Customer Services
Dell’s sales were to business customers, splitting up almost evenly between the large corporate accounts and medium and small businesses. Even though Dell was labeled a “mail order company”, revenue from individual consumers was less than 5% of sales.
Many of Dell’s corporate customers not only valued the ability to customize their PC configurations to meet the unique needs of users but also liked being able to deal with the manufacturer directly and to receive the Dell’s attractive pricing that was the result of its direct model. Dell’s direct model became the means of delivering a high quality PC in a very cost-efficient manner. The model focused on direct customer relationships and virtual integration. By 1999, Dell was the leading seller of PCs in the United States, having surpassed early leader IBM and Compaq. Dell serviced the North American market from its plants in Austin, Texas and Nashville, Tennessee. To support its global business, Dell had manufacturing facilities in Limerick, Ireland, and Penang, Malaysia and two new sites in Porto Alegre, Brazil and Xiamen, China that came on-line in 2000.
Post shipment
Customer had several service options;
- The customer could go online to dell.com and access technical support, or call Dell over the telephone. The phone service model was a major innovation in the PC industry and allowed Dell to handle over 75% of service calls either on-line or over the phone, with fewer than 25% of calls requiring the dispatch of a tech support person.
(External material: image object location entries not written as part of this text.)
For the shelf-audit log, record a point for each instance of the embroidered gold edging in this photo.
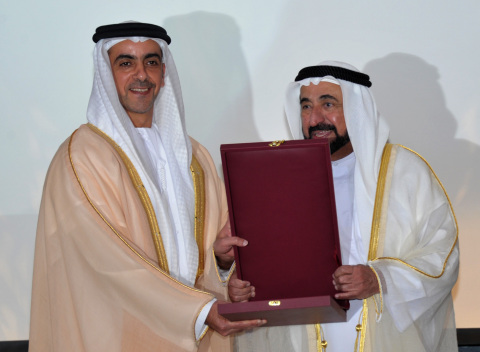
(198, 177)
(374, 236)
(377, 209)
(321, 342)
(454, 218)
(204, 332)
(144, 198)
(362, 328)
(230, 273)
(378, 310)
(145, 260)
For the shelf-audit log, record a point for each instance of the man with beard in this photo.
(125, 254)
(398, 233)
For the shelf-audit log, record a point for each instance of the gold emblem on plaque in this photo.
(276, 143)
(274, 303)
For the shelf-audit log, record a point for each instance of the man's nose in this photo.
(317, 116)
(141, 73)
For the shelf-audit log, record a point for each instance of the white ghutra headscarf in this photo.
(106, 112)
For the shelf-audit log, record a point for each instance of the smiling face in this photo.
(138, 72)
(322, 116)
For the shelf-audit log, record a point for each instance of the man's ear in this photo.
(163, 74)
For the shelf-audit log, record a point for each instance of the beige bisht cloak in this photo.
(408, 230)
(99, 278)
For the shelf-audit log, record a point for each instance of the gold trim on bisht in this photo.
(374, 237)
(433, 275)
(144, 198)
(199, 226)
(321, 342)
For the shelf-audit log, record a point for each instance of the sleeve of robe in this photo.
(97, 285)
(418, 256)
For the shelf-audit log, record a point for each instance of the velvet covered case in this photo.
(281, 199)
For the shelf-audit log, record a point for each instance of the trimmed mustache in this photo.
(322, 127)
(141, 84)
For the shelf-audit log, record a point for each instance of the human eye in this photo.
(328, 105)
(124, 63)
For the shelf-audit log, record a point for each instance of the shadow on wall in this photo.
(17, 233)
(410, 98)
(215, 81)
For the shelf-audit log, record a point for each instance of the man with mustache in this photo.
(398, 233)
(126, 251)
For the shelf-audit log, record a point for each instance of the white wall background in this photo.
(235, 59)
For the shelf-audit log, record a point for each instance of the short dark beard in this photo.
(335, 144)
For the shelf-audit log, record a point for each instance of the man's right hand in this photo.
(226, 327)
(238, 290)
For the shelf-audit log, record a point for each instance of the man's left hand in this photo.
(223, 246)
(355, 282)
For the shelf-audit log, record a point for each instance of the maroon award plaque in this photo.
(281, 199)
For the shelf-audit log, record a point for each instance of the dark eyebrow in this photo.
(124, 56)
(149, 56)
(322, 97)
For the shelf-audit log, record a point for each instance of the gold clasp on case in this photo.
(276, 143)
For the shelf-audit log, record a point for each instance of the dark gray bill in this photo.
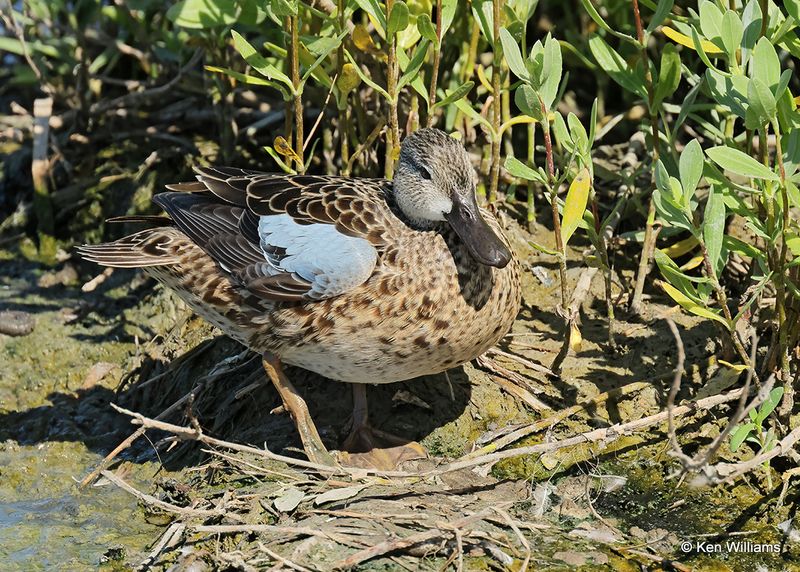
(481, 241)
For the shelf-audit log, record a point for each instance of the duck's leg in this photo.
(297, 408)
(372, 448)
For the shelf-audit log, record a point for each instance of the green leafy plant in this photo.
(753, 431)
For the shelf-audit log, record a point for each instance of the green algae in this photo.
(46, 522)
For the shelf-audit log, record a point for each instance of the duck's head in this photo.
(435, 182)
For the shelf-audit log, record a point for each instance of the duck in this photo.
(360, 280)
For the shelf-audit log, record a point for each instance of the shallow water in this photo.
(46, 522)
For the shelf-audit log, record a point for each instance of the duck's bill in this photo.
(479, 238)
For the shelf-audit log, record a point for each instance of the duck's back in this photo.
(323, 273)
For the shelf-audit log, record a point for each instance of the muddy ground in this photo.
(608, 505)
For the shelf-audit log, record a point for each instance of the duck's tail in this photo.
(151, 247)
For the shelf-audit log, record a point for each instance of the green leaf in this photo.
(579, 136)
(674, 276)
(692, 306)
(698, 46)
(663, 10)
(595, 15)
(426, 29)
(468, 110)
(283, 8)
(751, 21)
(513, 55)
(740, 163)
(374, 9)
(482, 12)
(616, 67)
(711, 21)
(451, 96)
(412, 70)
(398, 19)
(326, 50)
(714, 228)
(593, 122)
(517, 168)
(528, 102)
(575, 204)
(786, 77)
(732, 33)
(740, 434)
(551, 71)
(259, 63)
(544, 249)
(762, 105)
(690, 166)
(249, 79)
(366, 79)
(563, 138)
(730, 91)
(669, 75)
(449, 8)
(765, 64)
(769, 405)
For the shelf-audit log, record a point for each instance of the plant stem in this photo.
(787, 402)
(531, 202)
(393, 134)
(551, 173)
(602, 251)
(297, 97)
(344, 127)
(437, 54)
(497, 67)
(649, 239)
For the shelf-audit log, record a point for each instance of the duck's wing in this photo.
(284, 237)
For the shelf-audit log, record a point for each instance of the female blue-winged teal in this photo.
(359, 280)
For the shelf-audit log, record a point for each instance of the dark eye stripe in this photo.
(418, 167)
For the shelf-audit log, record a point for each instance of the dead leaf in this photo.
(289, 500)
(281, 146)
(338, 494)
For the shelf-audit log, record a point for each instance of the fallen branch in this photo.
(604, 434)
(153, 501)
(402, 543)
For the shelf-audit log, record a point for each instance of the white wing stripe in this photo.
(332, 262)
- If the problem required onsite repair, one of Dell’s major service partners (such as Unisys, Wang, Techtronics, or IBM Global Services) sent technicians to solve the problem, generally within a 24 to 48 hour window;
- In many product categories Dell set the standard for customer service, for example;
- The industry average downtime for a PC was 16 hours, but only 8 hours for a Dell PC;
- For servers, industry average downtime was 5 hours compared to 1 hour for a Dell server;
A March 2001 Fortune and Trilogy survey of senior officers of Fortune 1000 companies ranked Dell first in managing customer relations.
Inventory Management Process
From earliest days, Dell was a built-to-order computer manufacturer. Orders would come to the factory from two major streams:
- Inbound calls from consumers and small business customers who’d seen a Dell catalog or print advertisement referring them to specific toll free telephone number;
- Order placed by Dell “inside sales reps” on behalf of large accounts;
This method for taking orders allowed Dell to sell richer configured systems and achieve higher average revenue per unit.
Once Dell received an order at its factory, the order was electronically broken down into list of parts required for the computer. When the specification sheet was generated, an electronic bar code linked the system back to its original order number. This identification number not only allowed the customer to check on order status, but also became the basis for problem solving if required after the customer took delivery. The incoming parts were pulled through the system and ordered on a just-in-time basis. Dell’s model was one of continuous improvement, making it difficult for its competitors to emulate. For example in the mid-1990s Dell’s direct model operated on 13 days of inventory, versus 75 to 100 days in the typical direct model. At the close of fiscal 2000, Dell had six days of inventory with its build-to-order process, compared with 20 to 70 days for most of its major competitors. Dell’s ability to operate on a just-in-time basis was facilitated by its suppliers, who warehoused the bulk of their components within 15 minutes from Dell factory. Dell had been able to reach these agreements by reducing the number of primary suppliers, from about 200 in 1992 to about 25 in 2000.
Competitor Analysis
Starting in 1977, there were several waves of entries by firms into the personal computer market. The first wave was between 1977 and 1978 with the entry of Apple as the clear technology leader. Apple offered a unique operating system, with an intuitive and easy graphic user interface that enabled applications to be driven by a simple point-and-click menu system rather than typing commands. This ease-of-use attracted many first-time users in the consumer market and made Apple particularly strong in the educational and hobbyist market.
Industry giant IBM entered PC market in 1981. IBM’s entry legitimized the PC in the minds of business customers. Maintaining a premium-priced position, IBM used its sales force to sell PCs to large corporate customers and retail channels to reach small-and-medium-sized business. IBM’s decision to use open architecture created an environment that allowed new manufacturers to enter in the market and meet unsatisfied demand. Compaq, founded in 1982, was one such manufacturer. Unlike IBM, Compaq was a new player to the industry and lacked a sales infrastructure to get its product to market. Faced with this challenge Compaq recruited retail dealers and value added resellers by promising them full rein of the market including the large-volume corporate accounts. More efficient and focused than IBM, Compaq soon rose to the PC market.